Sadly I doubt this issue will ever be handled in a meaningful manner as long as we lead with our politics and ignore our cognitive biases.

1 Like

Greta Thunberg seems to have done well for a 15 year old. Malala Yusafzai seems to have achieved the same. Let’s put our world into context against the one Malala came from. Bit different and yet youth still feel they need to carry a knife??


Firstly sympathy to the victim of yesterday’s stabbing and his family and friends. Commiseration also to all those who witnessed this event. I think it is important at this time to remember that ,depressing and difficult though it is to know what to do : and your previous thoughtful discussion has highlighted the different aspects that have led us to yesterday, there are solutions, things we can do. The Forest Hill community contains many vocal and caring people who have worked together before. We can work together again on this. Our community pollice, schools and youth organisations all have a role to play and we must support them and press for more support for them all.
Margot Wilson

1 Like

Shall we waste our time by picking random examples? Okay. I’ll play your game. I’ll take your Greta and your Malala and raise you child soldiers.

Or perhaps we should exclude guns from this discussion. No doubt you’ll be wanting to move this to ethikos anyways.


A very important point. Particularly with complicated issues we need to step back and understand where we, as a community, can affect the biggest change. @Andrei notes one area, where this could be achieved. Communities can, through their influence on councils or through charity, increase access to youth services.

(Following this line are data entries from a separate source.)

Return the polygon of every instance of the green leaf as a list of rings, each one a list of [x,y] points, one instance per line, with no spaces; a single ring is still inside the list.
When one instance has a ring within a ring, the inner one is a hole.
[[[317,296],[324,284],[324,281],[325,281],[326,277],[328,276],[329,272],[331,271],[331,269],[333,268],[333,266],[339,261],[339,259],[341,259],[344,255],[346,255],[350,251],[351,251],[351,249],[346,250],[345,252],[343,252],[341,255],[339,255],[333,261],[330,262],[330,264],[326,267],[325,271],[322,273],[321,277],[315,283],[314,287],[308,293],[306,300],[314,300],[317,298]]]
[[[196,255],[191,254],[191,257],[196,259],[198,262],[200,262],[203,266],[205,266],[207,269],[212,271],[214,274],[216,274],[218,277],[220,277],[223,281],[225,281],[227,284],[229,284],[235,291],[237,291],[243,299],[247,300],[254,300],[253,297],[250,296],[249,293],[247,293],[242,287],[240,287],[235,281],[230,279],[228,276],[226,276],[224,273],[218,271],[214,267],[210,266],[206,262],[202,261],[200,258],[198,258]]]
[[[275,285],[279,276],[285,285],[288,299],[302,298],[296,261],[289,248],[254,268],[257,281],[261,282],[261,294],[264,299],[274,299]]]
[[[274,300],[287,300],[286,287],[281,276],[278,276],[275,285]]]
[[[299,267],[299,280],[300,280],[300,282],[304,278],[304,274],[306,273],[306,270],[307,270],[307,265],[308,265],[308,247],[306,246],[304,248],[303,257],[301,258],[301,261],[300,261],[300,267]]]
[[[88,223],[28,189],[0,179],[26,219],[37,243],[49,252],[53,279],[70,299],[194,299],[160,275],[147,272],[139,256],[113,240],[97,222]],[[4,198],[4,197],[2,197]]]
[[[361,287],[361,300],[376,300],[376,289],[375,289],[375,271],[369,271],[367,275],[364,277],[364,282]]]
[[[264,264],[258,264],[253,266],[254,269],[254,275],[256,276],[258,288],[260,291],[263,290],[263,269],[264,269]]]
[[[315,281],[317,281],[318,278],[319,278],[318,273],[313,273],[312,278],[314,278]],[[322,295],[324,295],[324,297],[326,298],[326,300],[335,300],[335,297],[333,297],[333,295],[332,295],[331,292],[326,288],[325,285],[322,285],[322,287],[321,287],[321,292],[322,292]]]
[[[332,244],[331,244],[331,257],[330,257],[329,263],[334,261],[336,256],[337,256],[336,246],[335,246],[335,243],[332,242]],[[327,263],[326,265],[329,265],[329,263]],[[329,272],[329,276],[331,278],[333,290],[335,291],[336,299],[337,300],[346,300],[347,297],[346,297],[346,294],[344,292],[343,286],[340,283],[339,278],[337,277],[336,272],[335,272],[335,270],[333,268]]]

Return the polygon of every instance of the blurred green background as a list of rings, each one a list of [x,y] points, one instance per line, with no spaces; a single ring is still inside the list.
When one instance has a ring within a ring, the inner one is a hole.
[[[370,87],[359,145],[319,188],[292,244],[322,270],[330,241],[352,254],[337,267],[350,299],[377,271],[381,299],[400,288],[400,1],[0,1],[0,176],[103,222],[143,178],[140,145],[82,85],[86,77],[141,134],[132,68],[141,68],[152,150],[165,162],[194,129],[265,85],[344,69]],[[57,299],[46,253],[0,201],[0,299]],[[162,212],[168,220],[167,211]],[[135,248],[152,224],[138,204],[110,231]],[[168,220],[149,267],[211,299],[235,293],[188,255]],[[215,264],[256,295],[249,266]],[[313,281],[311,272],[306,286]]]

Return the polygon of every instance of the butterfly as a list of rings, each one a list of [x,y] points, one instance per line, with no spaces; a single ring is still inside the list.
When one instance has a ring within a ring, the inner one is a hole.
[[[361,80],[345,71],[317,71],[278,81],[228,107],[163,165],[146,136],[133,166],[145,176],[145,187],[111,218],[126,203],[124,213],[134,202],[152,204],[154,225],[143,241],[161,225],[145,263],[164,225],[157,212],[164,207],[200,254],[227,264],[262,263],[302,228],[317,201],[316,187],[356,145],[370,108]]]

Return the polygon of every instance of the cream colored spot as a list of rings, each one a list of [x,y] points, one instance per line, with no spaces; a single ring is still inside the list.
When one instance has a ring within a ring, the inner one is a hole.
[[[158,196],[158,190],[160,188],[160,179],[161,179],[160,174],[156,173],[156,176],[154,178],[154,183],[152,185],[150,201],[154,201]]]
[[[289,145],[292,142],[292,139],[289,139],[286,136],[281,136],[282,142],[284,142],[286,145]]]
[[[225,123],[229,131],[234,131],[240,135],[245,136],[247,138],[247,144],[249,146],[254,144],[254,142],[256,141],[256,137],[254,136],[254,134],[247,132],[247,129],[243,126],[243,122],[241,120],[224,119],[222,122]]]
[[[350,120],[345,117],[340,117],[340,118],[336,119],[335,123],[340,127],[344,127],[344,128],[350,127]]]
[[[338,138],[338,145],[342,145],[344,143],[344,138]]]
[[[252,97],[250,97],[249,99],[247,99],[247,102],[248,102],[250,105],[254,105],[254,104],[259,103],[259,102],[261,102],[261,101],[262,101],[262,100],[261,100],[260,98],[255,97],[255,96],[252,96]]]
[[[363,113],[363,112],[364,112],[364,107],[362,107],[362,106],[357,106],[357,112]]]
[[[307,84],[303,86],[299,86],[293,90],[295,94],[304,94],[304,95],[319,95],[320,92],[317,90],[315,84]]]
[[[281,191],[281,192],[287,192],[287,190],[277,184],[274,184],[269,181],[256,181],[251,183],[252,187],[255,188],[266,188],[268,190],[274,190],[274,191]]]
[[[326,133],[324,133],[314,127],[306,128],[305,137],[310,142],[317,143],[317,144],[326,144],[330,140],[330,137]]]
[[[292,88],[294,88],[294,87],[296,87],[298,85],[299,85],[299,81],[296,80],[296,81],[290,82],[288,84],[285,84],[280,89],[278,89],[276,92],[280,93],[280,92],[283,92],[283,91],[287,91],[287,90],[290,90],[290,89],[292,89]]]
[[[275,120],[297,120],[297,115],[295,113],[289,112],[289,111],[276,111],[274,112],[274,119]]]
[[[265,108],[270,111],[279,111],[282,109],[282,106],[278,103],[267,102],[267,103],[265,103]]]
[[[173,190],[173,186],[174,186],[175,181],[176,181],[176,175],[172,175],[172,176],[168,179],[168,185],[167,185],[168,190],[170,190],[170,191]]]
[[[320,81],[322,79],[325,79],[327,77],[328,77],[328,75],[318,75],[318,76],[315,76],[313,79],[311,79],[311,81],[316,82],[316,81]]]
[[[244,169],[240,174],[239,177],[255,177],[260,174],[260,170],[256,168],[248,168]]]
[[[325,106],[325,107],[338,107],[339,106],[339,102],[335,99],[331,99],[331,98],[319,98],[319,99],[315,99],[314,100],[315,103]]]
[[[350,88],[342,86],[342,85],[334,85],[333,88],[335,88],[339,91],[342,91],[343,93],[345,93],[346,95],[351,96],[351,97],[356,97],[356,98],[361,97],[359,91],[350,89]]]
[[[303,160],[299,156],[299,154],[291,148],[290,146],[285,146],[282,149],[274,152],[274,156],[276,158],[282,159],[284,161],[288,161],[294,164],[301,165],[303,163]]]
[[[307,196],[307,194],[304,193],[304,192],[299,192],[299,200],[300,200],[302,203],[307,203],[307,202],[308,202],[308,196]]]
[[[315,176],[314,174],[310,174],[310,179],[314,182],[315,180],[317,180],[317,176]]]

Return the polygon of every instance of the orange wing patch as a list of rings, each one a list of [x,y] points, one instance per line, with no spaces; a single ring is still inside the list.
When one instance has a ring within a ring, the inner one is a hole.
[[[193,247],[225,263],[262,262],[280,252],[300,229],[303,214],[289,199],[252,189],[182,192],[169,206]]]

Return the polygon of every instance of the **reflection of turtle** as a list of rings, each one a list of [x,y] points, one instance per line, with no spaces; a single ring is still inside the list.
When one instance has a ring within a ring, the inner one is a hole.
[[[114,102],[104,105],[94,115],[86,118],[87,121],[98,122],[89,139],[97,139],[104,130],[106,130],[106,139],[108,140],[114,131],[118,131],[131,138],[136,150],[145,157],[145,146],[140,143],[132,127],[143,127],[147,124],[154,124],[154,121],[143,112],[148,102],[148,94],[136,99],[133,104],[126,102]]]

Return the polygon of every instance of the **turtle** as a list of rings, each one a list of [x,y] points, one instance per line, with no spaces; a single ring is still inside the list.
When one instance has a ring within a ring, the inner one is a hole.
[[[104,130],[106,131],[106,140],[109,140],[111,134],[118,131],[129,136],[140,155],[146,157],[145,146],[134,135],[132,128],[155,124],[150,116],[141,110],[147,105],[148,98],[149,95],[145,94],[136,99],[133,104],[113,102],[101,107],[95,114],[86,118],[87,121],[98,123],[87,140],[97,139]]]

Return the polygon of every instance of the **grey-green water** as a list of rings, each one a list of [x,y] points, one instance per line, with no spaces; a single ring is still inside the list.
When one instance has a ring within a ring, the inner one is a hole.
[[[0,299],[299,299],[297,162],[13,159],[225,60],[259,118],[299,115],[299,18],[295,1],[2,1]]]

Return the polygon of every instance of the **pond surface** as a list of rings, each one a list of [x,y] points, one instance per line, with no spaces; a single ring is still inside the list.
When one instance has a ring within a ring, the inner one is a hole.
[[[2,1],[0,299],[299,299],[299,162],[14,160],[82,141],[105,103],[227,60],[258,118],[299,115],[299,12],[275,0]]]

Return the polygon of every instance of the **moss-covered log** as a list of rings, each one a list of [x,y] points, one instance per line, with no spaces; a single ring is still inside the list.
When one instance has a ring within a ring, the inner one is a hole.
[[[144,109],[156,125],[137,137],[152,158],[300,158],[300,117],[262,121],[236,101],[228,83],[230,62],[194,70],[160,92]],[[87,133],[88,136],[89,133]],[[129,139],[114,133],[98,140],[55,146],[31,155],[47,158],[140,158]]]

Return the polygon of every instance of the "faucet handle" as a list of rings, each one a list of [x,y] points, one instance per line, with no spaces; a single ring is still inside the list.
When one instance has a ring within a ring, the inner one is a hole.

Recognizing that these have a positive influence on our young people, particularly those most at risk is a way forward. It should not ignore other contributing factors, but I would suggest that community has less influence on those matters.

I’ll be interested to hear more at the RECLAIM event on Saturday if I can make it.

Starman, thank you for your example. You may notice in the case of Malala I pointed our the difference as per my comment on context.

If you feel a child in a war torn country is representative of a child in the UK then the UK must be a terrible place for kids. I should worry about my own I think.